TITLE: Pixel Objectness

AUTHOR: Suyog Dutt Jain, Bo Xiong, Kristen Grauman

ASSOCIATION: The University of Texas at Austin

FROM: arXiv:1701.05349


An end-to-end learning framework for foreground object segmentation is proposed. Given a single novel image, a pixel-level mask is produced for all “object-like” regions even for object categories never seen during training.


Problem Formulation

Given an RGB image of size $m \times n \times c$ as input, the problem is formulated as densely labeling each pixel in the images as eigher “object” or “background”. The output is a binary map of size $m \times n$.


Two different datasets are used including 1) one dataset with explicit boundary-level annotations and 2) one dataset with implicit imagelevel object category annotations.

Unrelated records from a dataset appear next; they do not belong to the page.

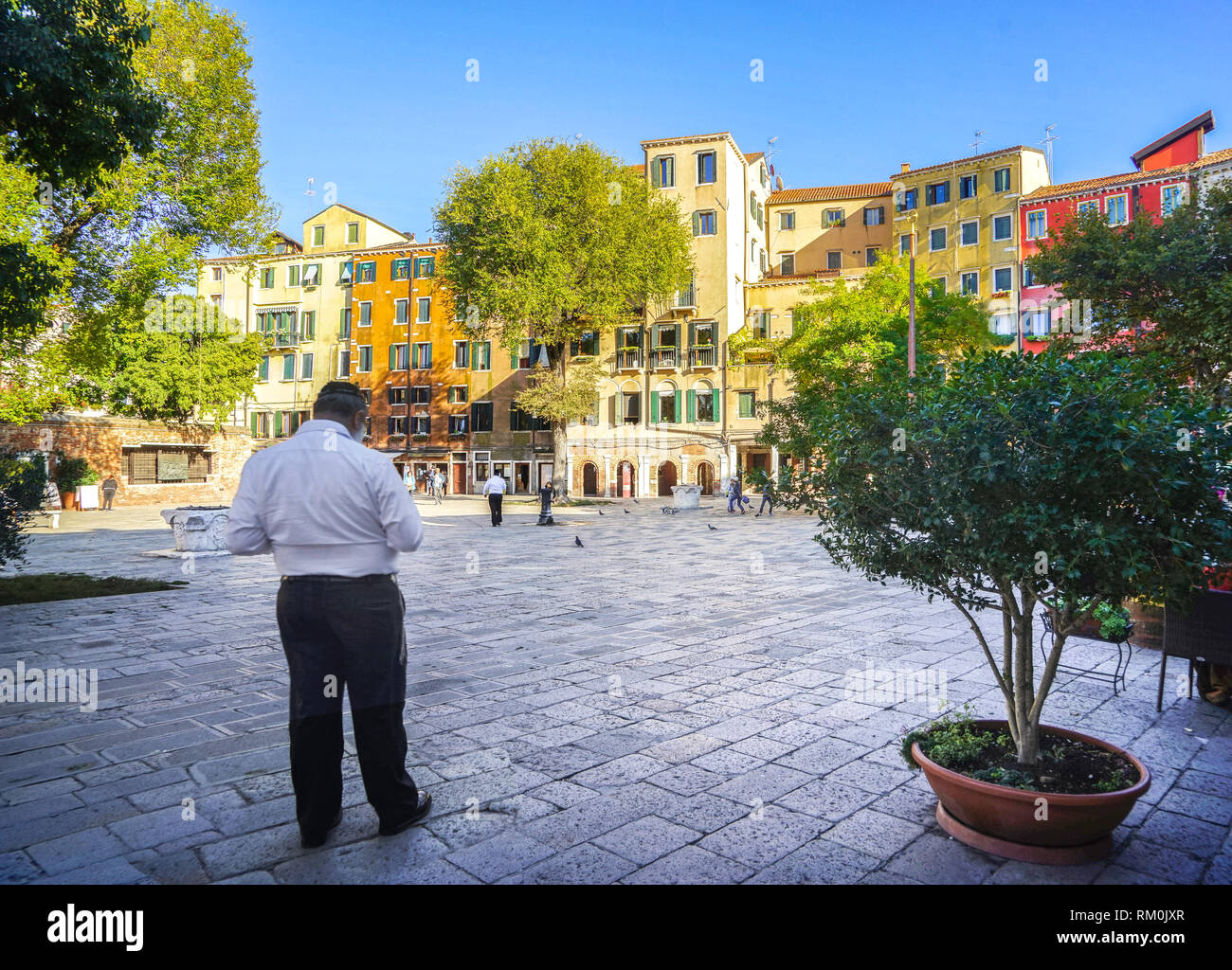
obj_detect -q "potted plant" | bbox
[767,350,1232,863]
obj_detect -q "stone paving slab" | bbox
[0,498,1232,885]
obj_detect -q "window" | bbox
[471,402,492,431]
[698,152,718,185]
[924,182,950,206]
[1104,196,1130,225]
[1161,185,1186,215]
[650,155,677,189]
[694,209,718,237]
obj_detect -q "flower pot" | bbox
[912,720,1150,866]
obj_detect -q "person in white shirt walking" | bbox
[226,381,432,848]
[483,472,508,526]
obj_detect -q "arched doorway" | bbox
[698,461,715,494]
[660,461,677,498]
[616,461,637,498]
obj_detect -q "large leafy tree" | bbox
[0,0,275,420]
[783,350,1232,764]
[1029,182,1232,402]
[436,140,693,494]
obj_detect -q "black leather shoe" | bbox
[299,809,342,848]
[377,789,432,835]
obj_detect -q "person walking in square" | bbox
[483,472,509,526]
[102,476,119,512]
[226,381,432,848]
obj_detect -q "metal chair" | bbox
[1155,589,1232,710]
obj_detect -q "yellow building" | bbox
[892,145,1050,333]
[197,205,407,444]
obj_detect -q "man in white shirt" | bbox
[483,472,506,526]
[226,381,432,848]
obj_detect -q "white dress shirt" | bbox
[226,420,424,576]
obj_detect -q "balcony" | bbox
[689,344,717,368]
[650,347,680,370]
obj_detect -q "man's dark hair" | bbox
[312,381,369,420]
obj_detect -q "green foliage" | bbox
[781,352,1232,764]
[0,452,46,566]
[1030,185,1232,402]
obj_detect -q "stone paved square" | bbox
[0,497,1232,884]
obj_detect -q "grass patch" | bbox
[0,572,189,605]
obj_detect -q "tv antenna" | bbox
[1040,124,1057,181]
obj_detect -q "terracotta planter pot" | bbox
[912,720,1150,864]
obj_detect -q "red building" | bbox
[1018,111,1232,353]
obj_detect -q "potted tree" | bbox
[768,352,1232,863]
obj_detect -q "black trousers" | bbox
[279,576,419,835]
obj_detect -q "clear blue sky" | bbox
[219,0,1232,239]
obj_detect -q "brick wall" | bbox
[0,415,253,507]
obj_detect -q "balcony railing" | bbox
[650,347,680,370]
[689,344,715,367]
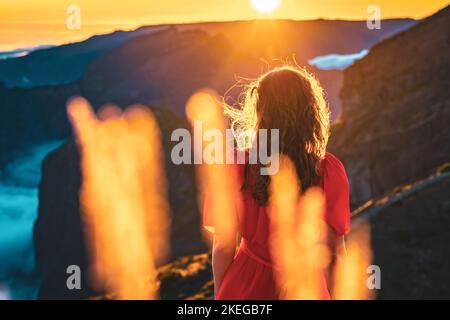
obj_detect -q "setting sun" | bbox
[252,0,281,13]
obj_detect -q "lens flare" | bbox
[68,98,169,300]
[252,0,281,13]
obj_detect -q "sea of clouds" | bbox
[0,141,62,299]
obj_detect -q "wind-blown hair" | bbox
[225,65,330,205]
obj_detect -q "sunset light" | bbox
[252,0,281,13]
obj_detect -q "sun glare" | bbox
[252,0,281,13]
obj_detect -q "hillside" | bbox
[331,7,450,207]
[0,19,416,87]
[153,164,450,299]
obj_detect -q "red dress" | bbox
[203,153,350,300]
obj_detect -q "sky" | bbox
[0,0,450,51]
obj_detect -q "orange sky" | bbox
[0,0,450,50]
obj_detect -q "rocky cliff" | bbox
[331,7,450,205]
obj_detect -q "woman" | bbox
[204,66,350,300]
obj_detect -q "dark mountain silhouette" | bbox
[0,27,165,88]
[331,7,450,205]
[148,164,450,300]
[0,9,449,297]
[0,19,416,87]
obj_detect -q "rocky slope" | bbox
[154,163,450,299]
[0,19,415,87]
[331,7,450,205]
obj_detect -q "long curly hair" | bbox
[225,65,330,206]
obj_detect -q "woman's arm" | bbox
[212,234,236,297]
[325,227,347,299]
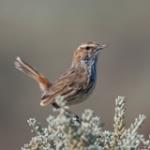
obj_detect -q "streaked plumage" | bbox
[15,42,106,107]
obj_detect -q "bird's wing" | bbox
[40,70,87,106]
[14,57,52,92]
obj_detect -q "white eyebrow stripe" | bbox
[79,44,95,48]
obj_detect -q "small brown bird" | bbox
[15,42,106,108]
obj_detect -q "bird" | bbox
[14,41,107,108]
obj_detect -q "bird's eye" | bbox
[86,46,90,50]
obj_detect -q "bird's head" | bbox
[73,41,106,63]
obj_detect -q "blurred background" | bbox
[0,0,150,150]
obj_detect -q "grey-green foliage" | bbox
[21,96,150,150]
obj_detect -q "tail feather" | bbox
[14,57,52,92]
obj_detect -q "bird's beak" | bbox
[97,44,107,52]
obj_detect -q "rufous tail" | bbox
[14,57,52,92]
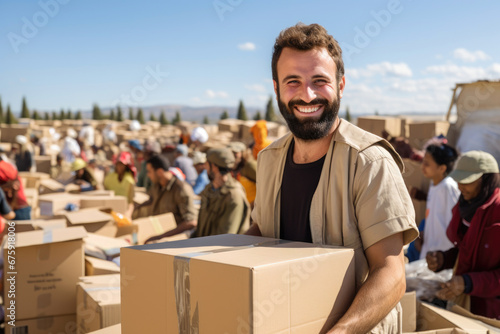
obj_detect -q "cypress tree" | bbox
[21,96,30,118]
[266,96,277,122]
[236,100,248,121]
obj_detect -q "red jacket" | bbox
[446,188,500,319]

The network is first trained on a large scale object classification task, such as ImageNet 1000-category classification. This stage can be regarded as training on an implicit labeled dataset. Its image representation has a strong notion of objectness built inside it, even though it never observes any segmentation annotations.

Then the network is trained on PASCAL 2012 segmentation dataset, which is an explicit labeled dataset. The 20 object labels are discarded, and mapped instead to the single generic “object-like” (foreground) label for training.